Todas as Armas Apontadas Para Lester

Beleza Americana” gira em torno de Lester Burnham, personagem magistralmente vivido por Kevin Spacey. Lester, chega ao 43 anos como um frustrado pai de família, preso a um emprego que odeia, desprezado pela filha adolescente e pela mulher. Na acomodação que vive, Lester encontra mais prazer na masturbação solitária do que em fazer sexo com a mulher, a corretora de imóveis Carolyn (Annette Bening). No marasmo da sua vida, Lester desenvolve um desejo obsessivo pela bela Angela (Mena Suvari), uma ninfeta colega de sua filha Jane (Thora Birch). É esta paixão velada pela adolescente que acende uma chama na vida de Lester. Aos poucos, ele se rebela diante das imposições da vida e da sociedade, na sua rebelião, vai desconstruindo os valores essenciais da sociedade em que vive.
Lester rompe com o emprego medíocre que tem, pedindo demissão, muda a forma de vestir, faz musculação e transforma o corpo desgastado pela idade em atlético, desenvolve uma amizade sustentada pelo ato de fumar haxixe, com o vizinho, o jovem Ricky Fitts (Wes Bentley), ex-dependente químico que lhe fornece as drogas. Quanto mais rompe com a coerência social, mais Lester encontra o equilíbrio e a felicidade, não como um adulto a caminho da meia idade, mas como um adolescente a descobrir o mundo e a beleza que nele existe, mas que a perdemos na construção dos valores que fazem de um cidadão um vencedor diante da opinião pública. Lester descobre os tênues fios da felicidade, mas é tarde para ele. O filme começa e ele já avisa que irá morrer naquele dia.
As mudanças de Lester ferem o mundo de mentiras que há à sua volta. O país que vive é uma mentira, o bairro onde mora é de habitantes infelizes. Ironicamente, dos vizinhos de Lester, somente o casal gay Jim (Scott Bakula) e JB (Sam Robards), têm uma vida normal e familiarmente saudável. Na nova vida de Lester não há espaço para aquele mundo hipócrita. Quanto mais avança em direção de si próprio, mais os que estão à sua volta empunham uma arma, preste a atirar. Todos apontam para Lester, a mulher, a filha e o seu namorado, o vizinho, a sociedade, um deles irá matá-lo. A tragédia americana será consumada, sem beleza alguma. O tiro que mata Lester, atinge o espectador, a sociedade e os seus costumes.

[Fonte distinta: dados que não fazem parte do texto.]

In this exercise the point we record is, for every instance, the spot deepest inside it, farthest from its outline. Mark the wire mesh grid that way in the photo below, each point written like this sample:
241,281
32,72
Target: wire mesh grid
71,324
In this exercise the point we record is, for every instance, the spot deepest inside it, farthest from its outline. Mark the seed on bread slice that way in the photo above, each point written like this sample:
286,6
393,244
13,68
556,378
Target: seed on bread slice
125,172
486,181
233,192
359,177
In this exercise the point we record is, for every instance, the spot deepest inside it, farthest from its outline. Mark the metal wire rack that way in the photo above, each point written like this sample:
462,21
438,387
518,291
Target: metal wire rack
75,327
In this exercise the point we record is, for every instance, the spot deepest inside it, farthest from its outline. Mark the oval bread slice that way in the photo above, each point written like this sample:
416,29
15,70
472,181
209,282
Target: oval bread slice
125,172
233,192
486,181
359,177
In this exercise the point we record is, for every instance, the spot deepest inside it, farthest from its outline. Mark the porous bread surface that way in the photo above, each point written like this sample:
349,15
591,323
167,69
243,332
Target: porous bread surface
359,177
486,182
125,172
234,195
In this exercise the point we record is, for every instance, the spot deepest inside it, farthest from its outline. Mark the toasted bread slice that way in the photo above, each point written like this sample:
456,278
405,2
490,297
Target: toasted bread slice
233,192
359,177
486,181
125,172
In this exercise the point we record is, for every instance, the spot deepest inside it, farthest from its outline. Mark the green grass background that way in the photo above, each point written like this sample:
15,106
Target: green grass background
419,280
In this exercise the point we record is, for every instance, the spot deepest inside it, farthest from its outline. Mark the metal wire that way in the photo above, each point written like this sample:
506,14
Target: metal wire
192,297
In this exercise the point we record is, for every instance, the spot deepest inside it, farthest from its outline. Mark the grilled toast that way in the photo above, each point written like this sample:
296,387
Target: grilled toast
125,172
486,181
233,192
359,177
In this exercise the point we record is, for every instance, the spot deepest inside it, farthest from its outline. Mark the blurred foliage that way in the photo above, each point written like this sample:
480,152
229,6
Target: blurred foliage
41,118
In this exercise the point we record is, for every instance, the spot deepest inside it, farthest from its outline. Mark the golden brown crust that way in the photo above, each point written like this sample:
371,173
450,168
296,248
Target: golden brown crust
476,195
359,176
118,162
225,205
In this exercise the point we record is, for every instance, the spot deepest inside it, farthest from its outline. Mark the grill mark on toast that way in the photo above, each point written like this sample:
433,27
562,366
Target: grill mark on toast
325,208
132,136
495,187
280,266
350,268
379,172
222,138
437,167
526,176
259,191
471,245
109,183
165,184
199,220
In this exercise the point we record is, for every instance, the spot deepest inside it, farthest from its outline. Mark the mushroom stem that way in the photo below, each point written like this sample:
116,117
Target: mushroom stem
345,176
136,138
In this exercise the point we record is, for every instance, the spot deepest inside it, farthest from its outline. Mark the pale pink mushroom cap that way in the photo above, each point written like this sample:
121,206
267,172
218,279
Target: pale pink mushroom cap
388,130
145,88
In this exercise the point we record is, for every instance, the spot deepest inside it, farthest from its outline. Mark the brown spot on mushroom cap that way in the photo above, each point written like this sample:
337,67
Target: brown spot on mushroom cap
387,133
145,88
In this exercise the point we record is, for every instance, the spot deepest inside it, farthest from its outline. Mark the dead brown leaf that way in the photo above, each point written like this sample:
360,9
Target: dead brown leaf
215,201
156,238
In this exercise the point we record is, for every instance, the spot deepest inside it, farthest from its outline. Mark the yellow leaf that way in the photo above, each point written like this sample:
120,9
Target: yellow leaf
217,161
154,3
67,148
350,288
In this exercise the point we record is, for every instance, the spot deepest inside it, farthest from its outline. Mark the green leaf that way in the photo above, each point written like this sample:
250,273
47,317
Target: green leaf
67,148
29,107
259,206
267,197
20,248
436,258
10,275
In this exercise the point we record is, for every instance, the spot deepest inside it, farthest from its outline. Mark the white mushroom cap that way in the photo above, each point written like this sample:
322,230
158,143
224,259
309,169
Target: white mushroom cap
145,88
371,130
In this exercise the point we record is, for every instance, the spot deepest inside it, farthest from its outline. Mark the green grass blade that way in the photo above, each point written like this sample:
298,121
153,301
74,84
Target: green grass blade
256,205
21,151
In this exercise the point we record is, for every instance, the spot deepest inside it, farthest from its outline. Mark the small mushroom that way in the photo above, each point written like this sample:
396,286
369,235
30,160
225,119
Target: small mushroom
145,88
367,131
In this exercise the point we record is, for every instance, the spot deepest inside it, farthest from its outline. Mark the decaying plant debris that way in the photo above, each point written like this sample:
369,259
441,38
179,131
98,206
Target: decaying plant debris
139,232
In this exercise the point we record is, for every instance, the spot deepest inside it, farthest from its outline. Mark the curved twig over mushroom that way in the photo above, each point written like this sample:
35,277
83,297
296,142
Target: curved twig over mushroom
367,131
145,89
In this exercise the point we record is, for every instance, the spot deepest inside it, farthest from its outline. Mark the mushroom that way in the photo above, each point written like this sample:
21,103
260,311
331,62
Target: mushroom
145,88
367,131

O Mundo Dúbio de Cada Personagem

No mundo de “Beleza Americana” nada é politicamente correto, tudo é aparência. Todos mentem, todos traem, todos amam a hipocrisia. Cada personagem reflete uma máscara que se lhe veste a sociedade americana, feita para amar a América acima de Deus e da família, e para ser um vencedor de uma complexa sociedade convulsivamente moralista. É a era de Bill Clinton, que ao ser felado pelos lábios carnudos de sua estagiária, e ter deixado o sêmen da decadência dos costumes americanos no vestido azul da parceira, quase foi cassado pelo moralismo da política do seu país.
Carolyn, a insatisfeita mulher de Lester, é o exemplo da saga americana, que sonha com sucesso profissional e financeiro. A falta de ambição de Lester mata o seu apetite sexual por ele. É nos braços de Buddy Kane (Peter Gallagher), o rei dos corretores, que Carolyn vai saciar o seu desejo sexual. Não é o corpo de Buddy que atrai Carolyn, mas sim o seu sucesso profissional. Na sua obsessão cega pela vitória profissional, a mulher de Lester encontra um prazer quase que orgástico quando tem aulas de tiro e adquire uma arma. Este prazer é a imagem da sociedade americana, cada vez mais armada.
Angela, a menina-mulher pela qual Lester desenvolve a sua obsessão romântica e sexual, é o símbolo da beleza perfeita, do desejo, da falsa ingenuidade, da provocação. Angela é a adolescente mais desejada pelos colegas da sua escola. Provocante, ela esconde um doce segredo, ao contrário do que se imagina, a bela mulherzinha é virgem.
Jane, a adolescente que se revolta com o mundo, menospreza o pai por sua passividade diante da vida e pelo seu assédio à amiga Angela. Jane concentra todo o seu ódio em Lester, cogita inclusive matar o pai, contratando o jovem Ricky para fazê-lo.
Ricky é um jovem problemático, ex-dependente químico, que vende drogas para a vizinhança. A mãe (Allison Janney) é uma mulher ausente e submissa ao pai, o coronel Frank (Chris Cooper), homem rude, aposentado do exército, orgulhoso das suas medalhas, exemplo vivo do herói americano. Frank é um homem rígido em seus conceitos, trata o filho com mão pesada, numa agressiva tentativa de deixá-lo longe das drogas. É o porta-voz do pensamento do americano mediano, menospreza o casal gay da sua vizinhança, movido por um grande preconceito. Frank, o honrado aposentado do exército americano, traz surpresas de uma personalidade reprimida. Nos enganos da comédia humana, Frank acredita que o filho está a manter um relacionamento homossexual com Lester. O coronel procura Lester não para proteger o filho do que considera a mais abjeta escolha sexual, mas para revelar o seu desejo escondido pelo vizinho. A revelação gera o repúdio de Lester, rejeição que, um homem como Frank, não supera. Está apertado o gatilho que matará Lester.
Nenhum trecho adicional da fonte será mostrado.